There were always at least a few pregnant girls at my high school (and a few at my middle school), but I don't remember the masses paying much attention until it was one of the "popular" girls that got pregnant. Then I heard all this, "Oh...can you believe it? She was such a goody-two-shoes!"

She got whispered about so much, it was like people were secretly pleased she'd "fallen from grace" or something.

Claire Dawn said...

I was that girl that got judged.

I wasn't into keeping up appearances, because I figured I had nothing to hide. And I got a reputation for it. ie, oh, she's 13 and she's talking to that 19 year old guy. She must be having sex with him. (She wasn't, but she -me- got a reputation anyhow :()

Micol Ostow said...

I just read TELL ME A SECRET and loved it! Looking forward to JUMPING OFF SWINGS.
In high school, I put a ton of pressure on myself to look a certain way (ie: to weigh a certain amount), and I think I was very critical of other girls' bodies around me. It was totally a function of my own messed up body image, and as I got older, I learned (with a lot of effort) to refuse to acknowledge judge-y thoughts about other girls' physical traits. Being more accepting of other people has really helped me to be more accepting of myself, too!

Denise Jaden said...

Great post, Lindsey! And I admit, I fall into judgementalism (is that a word?) way too often. My biggest "revelation" moment was the first time my son had a tantrum at the grocery store. Yep, all those moments when I'd ever judged other mothers came rushing back at me!

You are so right about being able to walk in another's shoes through fiction! What a great privilege!

Lisa Schroeder said...

We are the world.
We are the children.
We are the ones who make a brighter day...

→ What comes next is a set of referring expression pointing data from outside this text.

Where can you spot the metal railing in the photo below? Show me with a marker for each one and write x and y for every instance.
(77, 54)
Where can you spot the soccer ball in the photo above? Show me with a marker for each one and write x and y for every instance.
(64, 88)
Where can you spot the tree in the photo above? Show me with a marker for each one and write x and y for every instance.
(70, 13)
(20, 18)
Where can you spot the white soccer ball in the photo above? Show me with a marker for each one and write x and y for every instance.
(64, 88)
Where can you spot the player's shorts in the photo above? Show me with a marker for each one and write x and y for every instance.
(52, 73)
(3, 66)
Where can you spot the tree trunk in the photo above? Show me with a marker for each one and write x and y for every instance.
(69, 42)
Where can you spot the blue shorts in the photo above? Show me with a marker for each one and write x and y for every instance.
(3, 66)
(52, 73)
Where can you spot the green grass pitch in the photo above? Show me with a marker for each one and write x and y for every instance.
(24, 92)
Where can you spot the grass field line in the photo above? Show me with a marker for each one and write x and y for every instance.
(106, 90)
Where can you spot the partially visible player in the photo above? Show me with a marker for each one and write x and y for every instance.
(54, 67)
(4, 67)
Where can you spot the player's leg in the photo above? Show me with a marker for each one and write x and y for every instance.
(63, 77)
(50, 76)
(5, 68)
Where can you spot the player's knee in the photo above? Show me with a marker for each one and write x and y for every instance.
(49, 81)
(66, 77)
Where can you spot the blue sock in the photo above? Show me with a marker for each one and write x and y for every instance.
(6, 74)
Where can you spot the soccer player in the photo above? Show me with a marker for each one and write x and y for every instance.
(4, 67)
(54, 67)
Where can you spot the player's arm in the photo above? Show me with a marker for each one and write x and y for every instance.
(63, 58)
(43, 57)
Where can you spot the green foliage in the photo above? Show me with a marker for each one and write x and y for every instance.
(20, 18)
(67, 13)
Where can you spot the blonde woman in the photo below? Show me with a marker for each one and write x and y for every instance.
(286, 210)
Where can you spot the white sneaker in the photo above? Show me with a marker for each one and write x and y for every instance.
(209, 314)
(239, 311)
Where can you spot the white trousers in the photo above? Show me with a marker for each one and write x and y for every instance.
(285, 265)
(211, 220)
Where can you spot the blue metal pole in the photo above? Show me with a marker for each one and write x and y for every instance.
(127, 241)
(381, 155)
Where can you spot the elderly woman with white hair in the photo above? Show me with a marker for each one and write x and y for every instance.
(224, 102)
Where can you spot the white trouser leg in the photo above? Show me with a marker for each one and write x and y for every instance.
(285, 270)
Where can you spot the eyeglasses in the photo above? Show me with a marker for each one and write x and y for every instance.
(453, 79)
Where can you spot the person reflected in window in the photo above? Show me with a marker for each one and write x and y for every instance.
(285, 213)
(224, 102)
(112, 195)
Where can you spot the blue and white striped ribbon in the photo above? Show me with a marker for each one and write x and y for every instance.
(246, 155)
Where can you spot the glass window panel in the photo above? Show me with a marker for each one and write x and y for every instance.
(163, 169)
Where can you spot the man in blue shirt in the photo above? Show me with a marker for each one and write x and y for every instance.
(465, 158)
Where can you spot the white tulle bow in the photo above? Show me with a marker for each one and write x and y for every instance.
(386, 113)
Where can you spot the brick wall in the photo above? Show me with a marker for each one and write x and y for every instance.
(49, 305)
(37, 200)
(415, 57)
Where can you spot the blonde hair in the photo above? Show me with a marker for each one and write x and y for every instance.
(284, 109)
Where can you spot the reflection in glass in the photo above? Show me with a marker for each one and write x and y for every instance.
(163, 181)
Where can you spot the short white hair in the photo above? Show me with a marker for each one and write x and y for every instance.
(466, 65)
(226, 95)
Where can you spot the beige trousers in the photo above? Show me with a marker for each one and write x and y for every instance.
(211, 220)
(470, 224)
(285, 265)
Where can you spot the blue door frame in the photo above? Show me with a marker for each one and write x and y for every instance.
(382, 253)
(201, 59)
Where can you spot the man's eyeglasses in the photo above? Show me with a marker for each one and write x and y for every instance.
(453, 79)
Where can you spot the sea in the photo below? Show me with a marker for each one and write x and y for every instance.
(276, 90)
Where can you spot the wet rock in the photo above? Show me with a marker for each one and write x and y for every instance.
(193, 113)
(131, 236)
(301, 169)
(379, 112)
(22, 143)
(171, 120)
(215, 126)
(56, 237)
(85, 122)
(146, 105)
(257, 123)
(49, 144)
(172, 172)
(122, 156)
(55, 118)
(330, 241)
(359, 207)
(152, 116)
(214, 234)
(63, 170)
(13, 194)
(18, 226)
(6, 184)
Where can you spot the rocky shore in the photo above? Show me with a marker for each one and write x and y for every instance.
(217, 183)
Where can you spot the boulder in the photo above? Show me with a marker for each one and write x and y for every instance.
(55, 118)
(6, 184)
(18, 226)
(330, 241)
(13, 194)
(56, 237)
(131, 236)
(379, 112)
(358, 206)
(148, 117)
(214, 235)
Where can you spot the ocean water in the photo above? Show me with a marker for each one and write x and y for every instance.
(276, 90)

Oh, sorry. Just takes me back, you know?

Great post. I loved JUMPING OFF SWINGS and I'm so excited to read TELL ME A SECRET.

Candace said...

This is a great topic. I would say I was more of the one getting judged. I didn't get pregnant but my best friend did BEFORE 9th grade. So I was with the group of kids that took the brunt of teasing and I was more the open minded one. But I think we all need to think about things before we do any judging, for sure!

Sam said...

This is interesting to me -- I'm sixteen right now, and I know there's judgement in high school. The weird thing is trying to figure out all of it. It's almost impossible to think of someone and separate them from a snap judgement.
I'm in the 'smart group' -- debate, honor society, advanced classes -- and have heard the synonymous 'stuck up' 'brat' 'know-it-all' more times than I can count. And quite frankly, it kind of sucks. But I can think of jocks or such that I have labels on -- people I've never talked to. It's interesting and a little bit disconcerting to think about.
Wow, that comment rambled. Ahem. My apologies.

brave chickens said...

I've made a snap judgement.
I didn't really get along with a class mate. Didn't talk to her much, nor see eye to eye with her. But after being in a class with her, where there are only seven students, I now know her a little better. Although we're not close, I see many similarities between us (which is kind of creepy, considering I didn't agree with her much before).

Melissa Walker said...

I was SO judgmental in high school, and I still have to fight it sometimes. What brave chickens said is really interesting. I always look at people who I'm prone to judge and think, "What about that person is like me?" because usually we have a LOT in common and I'm actually judging parts of myself. Does that make sense?

Great post, Lindsey!

Mindi Scott said...

In high school, I was sometimes judgmental--until it happened to me big time. My senior year (and even beyond) was just awful because of all the rumors about me, etc.

Ever since then, I've found myself unwilling to believe gossip because I know how awful it can be to experience. And honestly? If someone makes choices in their life that don't affect me, what business is it of mine anyway?